David Harvey afirmaba que, cuando se estetiza a los pobres, la misma pobreza se nos sale del campo de nuestra visión social. Y es cierto, la ubicuidad de la miseria en tanto que objeto estético ha conseguido sustituir el sufrimiento por su representación, convirtiendo una realidad dramática en un producto cultural especialmente adecuado para lavar conciencias.
El proyecto Beggar robot, de Saso Sedlacek, invierte este proceso. Se trata de un "robot mendigo", construido para pedir limosna en espacios públicos y fabricado con partes recicladas de ordenadores abandonados en basureros electrónicos de todo el mundo. Su código es totalmente abierto: funciona con Linux y su autor pone a disposición de todos los interesados la documentación necesaria para su construcción.
Beggar robot orbita simbólicamente en torno a la exclusión y la pobreza. Se trata de una obra concebida y producida sin más recursos que una amalgama de materiales de desecho, a modo de residuos del progreso tecnológico; una invitación al do it yourself que, lejos de ser una opción o una moda, constituye el día a día de la mendicidad.

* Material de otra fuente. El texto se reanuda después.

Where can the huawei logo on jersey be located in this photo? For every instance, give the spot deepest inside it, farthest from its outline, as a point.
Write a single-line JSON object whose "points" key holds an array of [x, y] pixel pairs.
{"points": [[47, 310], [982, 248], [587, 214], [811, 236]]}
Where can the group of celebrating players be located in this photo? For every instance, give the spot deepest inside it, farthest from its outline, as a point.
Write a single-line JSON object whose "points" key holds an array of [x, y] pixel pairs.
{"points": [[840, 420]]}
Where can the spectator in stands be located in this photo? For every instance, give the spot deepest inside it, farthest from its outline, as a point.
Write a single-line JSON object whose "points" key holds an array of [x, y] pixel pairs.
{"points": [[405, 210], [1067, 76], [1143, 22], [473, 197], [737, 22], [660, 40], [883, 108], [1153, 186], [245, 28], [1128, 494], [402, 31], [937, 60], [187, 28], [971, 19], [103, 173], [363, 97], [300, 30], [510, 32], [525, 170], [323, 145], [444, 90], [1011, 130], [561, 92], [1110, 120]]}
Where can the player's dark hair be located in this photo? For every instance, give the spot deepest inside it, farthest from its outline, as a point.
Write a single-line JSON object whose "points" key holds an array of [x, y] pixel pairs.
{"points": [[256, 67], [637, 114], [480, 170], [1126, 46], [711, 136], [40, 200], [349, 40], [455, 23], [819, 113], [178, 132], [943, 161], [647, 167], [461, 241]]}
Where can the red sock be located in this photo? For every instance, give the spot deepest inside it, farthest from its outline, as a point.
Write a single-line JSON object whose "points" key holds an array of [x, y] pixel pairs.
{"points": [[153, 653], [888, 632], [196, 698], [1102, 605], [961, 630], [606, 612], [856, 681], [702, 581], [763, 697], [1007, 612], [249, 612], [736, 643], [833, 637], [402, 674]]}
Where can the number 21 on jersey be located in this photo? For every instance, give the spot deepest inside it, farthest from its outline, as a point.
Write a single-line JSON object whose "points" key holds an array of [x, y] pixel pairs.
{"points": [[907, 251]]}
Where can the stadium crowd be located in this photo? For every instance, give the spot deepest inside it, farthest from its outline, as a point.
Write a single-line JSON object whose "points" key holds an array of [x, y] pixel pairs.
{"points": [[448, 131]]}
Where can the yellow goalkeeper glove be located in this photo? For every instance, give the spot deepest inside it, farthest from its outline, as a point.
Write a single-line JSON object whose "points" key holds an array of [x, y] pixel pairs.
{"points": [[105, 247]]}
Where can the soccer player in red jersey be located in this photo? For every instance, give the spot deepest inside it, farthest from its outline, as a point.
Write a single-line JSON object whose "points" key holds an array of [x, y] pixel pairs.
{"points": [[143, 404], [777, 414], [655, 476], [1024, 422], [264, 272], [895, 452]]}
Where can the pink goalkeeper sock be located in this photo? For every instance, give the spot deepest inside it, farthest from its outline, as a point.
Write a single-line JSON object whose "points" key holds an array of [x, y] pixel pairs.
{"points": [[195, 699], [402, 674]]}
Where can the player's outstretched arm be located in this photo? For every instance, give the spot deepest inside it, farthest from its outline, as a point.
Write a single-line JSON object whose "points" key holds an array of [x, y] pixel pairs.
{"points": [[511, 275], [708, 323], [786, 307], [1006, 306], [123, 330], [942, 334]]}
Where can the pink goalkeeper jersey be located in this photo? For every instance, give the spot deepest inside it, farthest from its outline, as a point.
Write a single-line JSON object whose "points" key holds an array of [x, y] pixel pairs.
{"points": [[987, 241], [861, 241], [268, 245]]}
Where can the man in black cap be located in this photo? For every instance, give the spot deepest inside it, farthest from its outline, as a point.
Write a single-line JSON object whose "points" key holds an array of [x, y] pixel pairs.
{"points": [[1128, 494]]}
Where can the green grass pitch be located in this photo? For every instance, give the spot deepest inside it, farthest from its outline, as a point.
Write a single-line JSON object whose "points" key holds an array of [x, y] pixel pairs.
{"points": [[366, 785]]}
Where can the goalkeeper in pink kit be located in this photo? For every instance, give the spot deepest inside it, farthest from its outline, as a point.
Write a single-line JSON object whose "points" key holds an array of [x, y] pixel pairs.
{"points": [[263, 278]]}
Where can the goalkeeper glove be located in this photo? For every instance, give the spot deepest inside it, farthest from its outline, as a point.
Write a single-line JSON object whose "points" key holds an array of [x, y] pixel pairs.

Pero lo realmente curioso es lo que ocurre cuando el robot se instala en la vía pública y comienza a solicitar donaciones para los necesitados. En apenas unos minutos, su presencia da lugar a un auténtico espectáculo que conlleva risas, fotografías y generosas aportaciones. Entonces, cuando parece que asistimos, una vez más, a la estetización banal de la pobreza, ocurre que ésta regresa al campo de nuestra visión social, que volvemos a tener presente la mendicidad a raíz su deliberada omisión. Porque en esta ocasión la representación renuncia a la verosimilitud, esto es, a la identificación, obligándonos a preguntarnos por el destino de las donaciones, por los mendigos "reales", que están ahí, aunque no los veamos, o precisamente porque no los vemos.
La tensión entre una presencia que negamos y una ausencia que asumimos queda en evidencia a partir del minuto 1:30 del vídeo, en el que las donaciones al robot se multiplican mientras un mendigo es completamente ignorado a escasos dos metros de donde todo sucede. La situación se resuelve, no sin sarcasmo, en el momento en que un policía desaloja al hombre antes de fotografiar, entusiasmado, al autómata.
Y es que el aspecto lúdico de la relación de los transeúntes con la máquina no puede ser más mordaz: es la representación, no la realidad, la que disfruta de credibilidad, simpatía y atención. Basta enfatizar la lógica de exclusión que nos gobierna para comprender gran parte de las implicaciones de la obra.